Takin Sanctuary:   Takin (Budorcas taxicolor) has been chosen as the national animal of Bhutan is based both on its uniqueness and its association with country’s history and mythology.  It is said that Devine Madman, a popular saint is said to have created it with his magical power at a large congregation of devotees. It resembles like a cow from back and goat in the front and continues to befuddle taxonomists, who cannot quite relate to other animal.
Zilukha Nunnery:  It has been housed in Drubthob Goemba (monastery). There are about 70 nuns who live and pray everyday in the monastery. The beautiful view of Tashicho Dzong can be seen from the nunnery.   
Tashichhodzong: This fortress serves as the office of the King, ministers and various government organizations. It also is the headquarters for central monastic body of Bhutan. Bhutan's spiritual leader Je-Khenpo and the monks of both Thimphu and Punakha reside here during summer. It is also the venue for Thimphu Festival (Tsechu) in the fall season.

Day 04: Paro (B/L/D)
After breakfast more sightseeing of Thimphu that was missed or left out yesterday. After lunch in Thimphu, drive to Paro. Overnight hotel, Paro.

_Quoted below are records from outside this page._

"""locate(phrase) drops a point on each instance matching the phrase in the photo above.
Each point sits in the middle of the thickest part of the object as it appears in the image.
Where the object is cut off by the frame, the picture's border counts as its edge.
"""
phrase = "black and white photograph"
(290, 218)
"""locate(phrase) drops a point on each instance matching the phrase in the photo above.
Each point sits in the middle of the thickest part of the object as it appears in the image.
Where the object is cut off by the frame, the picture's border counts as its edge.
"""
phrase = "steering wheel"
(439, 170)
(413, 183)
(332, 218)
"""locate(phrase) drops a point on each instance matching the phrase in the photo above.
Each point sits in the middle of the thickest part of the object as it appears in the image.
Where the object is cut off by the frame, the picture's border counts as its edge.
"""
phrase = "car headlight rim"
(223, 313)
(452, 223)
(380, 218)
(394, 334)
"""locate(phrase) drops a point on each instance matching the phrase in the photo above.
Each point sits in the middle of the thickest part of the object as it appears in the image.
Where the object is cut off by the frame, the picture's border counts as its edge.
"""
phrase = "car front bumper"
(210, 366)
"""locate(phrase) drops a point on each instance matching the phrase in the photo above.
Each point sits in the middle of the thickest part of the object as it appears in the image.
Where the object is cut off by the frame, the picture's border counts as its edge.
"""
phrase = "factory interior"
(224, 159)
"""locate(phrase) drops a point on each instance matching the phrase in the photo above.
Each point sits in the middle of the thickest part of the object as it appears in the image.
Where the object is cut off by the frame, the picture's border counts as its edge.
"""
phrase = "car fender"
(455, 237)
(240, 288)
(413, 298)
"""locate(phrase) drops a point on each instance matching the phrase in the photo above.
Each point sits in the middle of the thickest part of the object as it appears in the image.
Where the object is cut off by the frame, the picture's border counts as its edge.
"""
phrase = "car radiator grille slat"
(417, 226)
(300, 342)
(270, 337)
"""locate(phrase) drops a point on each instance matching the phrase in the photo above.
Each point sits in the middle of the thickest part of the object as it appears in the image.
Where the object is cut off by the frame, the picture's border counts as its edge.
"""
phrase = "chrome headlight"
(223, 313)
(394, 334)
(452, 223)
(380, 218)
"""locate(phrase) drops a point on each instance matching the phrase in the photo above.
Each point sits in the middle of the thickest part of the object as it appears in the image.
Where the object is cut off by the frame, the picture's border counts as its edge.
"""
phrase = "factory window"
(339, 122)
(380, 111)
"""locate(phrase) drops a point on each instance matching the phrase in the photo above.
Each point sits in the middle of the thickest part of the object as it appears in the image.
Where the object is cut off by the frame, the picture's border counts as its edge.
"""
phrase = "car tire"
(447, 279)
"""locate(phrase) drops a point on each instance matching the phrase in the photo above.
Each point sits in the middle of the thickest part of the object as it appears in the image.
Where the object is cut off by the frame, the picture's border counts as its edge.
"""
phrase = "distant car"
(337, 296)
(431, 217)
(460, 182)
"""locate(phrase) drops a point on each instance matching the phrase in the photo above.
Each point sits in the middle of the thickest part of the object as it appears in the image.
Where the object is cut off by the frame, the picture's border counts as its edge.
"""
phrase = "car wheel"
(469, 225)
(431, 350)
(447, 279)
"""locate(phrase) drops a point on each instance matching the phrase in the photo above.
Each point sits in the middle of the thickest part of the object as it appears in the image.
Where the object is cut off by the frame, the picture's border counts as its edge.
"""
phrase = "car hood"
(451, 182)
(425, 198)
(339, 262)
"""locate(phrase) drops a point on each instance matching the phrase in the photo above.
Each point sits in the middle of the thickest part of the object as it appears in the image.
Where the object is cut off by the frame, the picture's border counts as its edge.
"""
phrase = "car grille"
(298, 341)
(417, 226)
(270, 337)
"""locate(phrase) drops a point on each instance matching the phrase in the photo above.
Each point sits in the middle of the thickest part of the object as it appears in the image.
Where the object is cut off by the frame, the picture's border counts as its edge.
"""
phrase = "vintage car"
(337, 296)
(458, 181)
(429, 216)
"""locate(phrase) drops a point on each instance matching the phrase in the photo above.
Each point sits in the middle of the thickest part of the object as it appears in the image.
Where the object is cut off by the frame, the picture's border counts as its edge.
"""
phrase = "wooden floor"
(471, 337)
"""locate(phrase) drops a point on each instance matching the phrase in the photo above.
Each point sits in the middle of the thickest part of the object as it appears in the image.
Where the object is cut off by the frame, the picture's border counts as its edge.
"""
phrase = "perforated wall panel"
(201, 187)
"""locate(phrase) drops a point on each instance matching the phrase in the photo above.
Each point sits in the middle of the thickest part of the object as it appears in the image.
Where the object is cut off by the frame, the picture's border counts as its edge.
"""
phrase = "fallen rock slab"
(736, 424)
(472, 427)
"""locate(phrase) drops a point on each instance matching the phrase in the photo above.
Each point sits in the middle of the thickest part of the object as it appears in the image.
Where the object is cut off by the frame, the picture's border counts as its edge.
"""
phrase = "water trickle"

Drive from Thimphu to Paro. The drive from Thimphu to Paro takes about 2 hours, covering total of 65 km. The western branch of lateral highway from Thimphu, runs close to the Wangchu river in the valley foor, through the suburbs and villages of Thimphu to arrive at the river confluence of Chuzom, which is also the hub of road network going to Paro, Ha, Thimphu and Phuntsholing. From Chuzom, it is north-west for about an ½ hour, following Pa Chu river upstream, passing Tachogang temple on the other side of the river, then through relatively straight road, into the villages and farm houses of Paro valley.

Day 05: Paro Depart (B)
After breakfast, transfer to the airport in time for your departure flight to onward destination.